The 30-year fixed-rate mortgage plunged from 7.2 percent in June 2001 to 3.9 percent today – which has allowed home buyers to qualify for a 44 percent larger mortgage just due to falling mortgage rates, according to the analysis.
Read more: Home Prices Reach an All-Time High
Still, home price appreciation has been outpacing wage growth in 28 of the 30 largest housing markets in the country, the analysis shows.
“Demand and supply imbalances have also contributed to price increases and decreases,” writes Erik Franks in a column for John Burns Real Estate. Prices in nine of the 30 markets have seen more appreciation than the sum of income growth plus the 44 percent mortgage rate benefit.
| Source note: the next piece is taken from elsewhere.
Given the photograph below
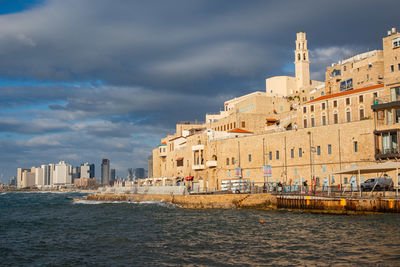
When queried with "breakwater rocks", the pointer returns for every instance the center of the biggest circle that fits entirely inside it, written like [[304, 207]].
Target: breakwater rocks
[[336, 205], [228, 201]]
Some of those markets are Los Angeles and San Francisco, which have become more pricey to live in due to rising demand and a limited supply of homes for-sale, according to the analysis.
Other markets such as Chicago, on the other hand, have become less expensive to live.
The chart below highlights the nine markets where appreciation has exceeded income growth.
“While incomes and mortgage rates impact price appreciation, demand and supply conditions can impact home prices even more,” Franks notes.